## Python Regular Expressions
* matching/extracting text patterns

https://www.debuggex.com/cheatsheet/regex/python

#### Basic Patterns
* a, X, 9, < -- ordinary characters just match themselves exactly.  
* . (a period) -- matches any single character except newline '\n'
* \w -- (lowercase w) matches a "word" character: a letter or digit or underbar [a-zA-Z0-9_]. Note that although "word" is the mnemonic for this, it only matches a single word char, not a whole word. \W (upper case W) matches any non-word character.
* \b -- boundary between word and non-word
* \s -- (lowercase s) matches a single whitespace character -- space, newline, return, tab, form [ \n\r\t\f]. \S (upper case S) matches any non-whitespace character.
* \t, \n, \r -- tab, newline, return
* \d -- decimal digit [0-9] (some older regex utilities do not support but \d, but they all support \w and \s)
* ^ = start, $ = end -- match the start or end of the string
* \ -- inhibit the "specialness" of a character.

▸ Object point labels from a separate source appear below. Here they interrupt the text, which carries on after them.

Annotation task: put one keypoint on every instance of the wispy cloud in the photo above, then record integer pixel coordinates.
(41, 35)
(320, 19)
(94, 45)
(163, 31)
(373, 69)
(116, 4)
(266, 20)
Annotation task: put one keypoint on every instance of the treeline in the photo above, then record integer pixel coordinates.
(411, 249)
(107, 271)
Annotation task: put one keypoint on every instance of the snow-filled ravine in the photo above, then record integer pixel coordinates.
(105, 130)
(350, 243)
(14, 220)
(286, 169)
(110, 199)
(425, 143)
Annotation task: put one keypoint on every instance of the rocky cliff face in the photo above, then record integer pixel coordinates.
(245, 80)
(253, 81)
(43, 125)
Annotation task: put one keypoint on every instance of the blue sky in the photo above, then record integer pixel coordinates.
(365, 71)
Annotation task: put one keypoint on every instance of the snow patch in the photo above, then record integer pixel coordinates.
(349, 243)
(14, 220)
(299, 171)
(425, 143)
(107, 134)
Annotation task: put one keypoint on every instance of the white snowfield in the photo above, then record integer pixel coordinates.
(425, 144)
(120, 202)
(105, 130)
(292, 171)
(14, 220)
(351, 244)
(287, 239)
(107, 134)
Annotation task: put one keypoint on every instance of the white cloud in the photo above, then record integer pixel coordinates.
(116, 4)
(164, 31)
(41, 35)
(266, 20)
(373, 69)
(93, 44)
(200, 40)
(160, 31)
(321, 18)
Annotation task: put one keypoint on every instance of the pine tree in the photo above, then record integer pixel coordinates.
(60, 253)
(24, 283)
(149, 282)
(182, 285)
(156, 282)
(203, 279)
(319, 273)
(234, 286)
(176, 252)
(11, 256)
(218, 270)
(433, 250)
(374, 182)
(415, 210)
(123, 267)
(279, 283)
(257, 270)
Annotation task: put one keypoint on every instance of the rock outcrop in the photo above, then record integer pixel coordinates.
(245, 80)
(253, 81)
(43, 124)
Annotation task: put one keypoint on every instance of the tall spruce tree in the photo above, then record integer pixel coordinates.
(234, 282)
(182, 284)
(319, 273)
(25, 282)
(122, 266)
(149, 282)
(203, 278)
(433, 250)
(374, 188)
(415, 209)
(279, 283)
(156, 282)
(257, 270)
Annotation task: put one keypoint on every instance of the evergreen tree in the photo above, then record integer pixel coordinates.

So, for example, use \. to match a period or \\ to match a slash. If you are unsure if a character has special meaning, such as '@', you can put a slash in front of it, \@, to make sure it is treated just as a character.

#### The meta-characters which do not match themselves: . ^ $ * + ? { [ ] \ | ( )

#### Repetition
* '+' -- 1 or more occurrences of the pattern to its left, e.g. 'i+' = one or more i's
* '*' -- 0 or more occurrences of the pattern to its left
* '?' -- match 0 or 1 occurrences of the pattern to its left

In [None]:
import re
match = re.search(r'o.W', 'Hello World!')
match.group() 


In [None]:
match = re.search(r'World', 'Hello World!') 
match.group()

In [None]:

## . = any char but \n
match = re.search(r'..d', 'Hello World!') 
match.group()

In [None]:
## \d = digit char, \w = word char
match = re.search(r'\d\d\d', 'p123g') 
match.group()


In [None]:
# world of length 3
match = re.search(r'\w\w\w', '@@abcd!!')
match.group()

## findall

* The single most powerful function in the re module

In [None]:
## Suppose we have a text with many email addresses
str = 'purple alice@google.com, blah monkey bob@abc.com blah dishwasher'

## Here re.findall() returns a list of all the found email strings
emails = re.findall(r'[\.\w-]+@[\w\.-]+', str) ## ['alice@google.com', 'bob@abc.com']
emails

In [None]:
str = 'purple alice@google.com, blah monkey bob@abc.com blah dishwasher'
tuples = re.findall(r'([\w\.-]+)@([\w\.-]+)', str)
tuples  ## [('alice', 'google.com'), ('bob', 'abc.com')]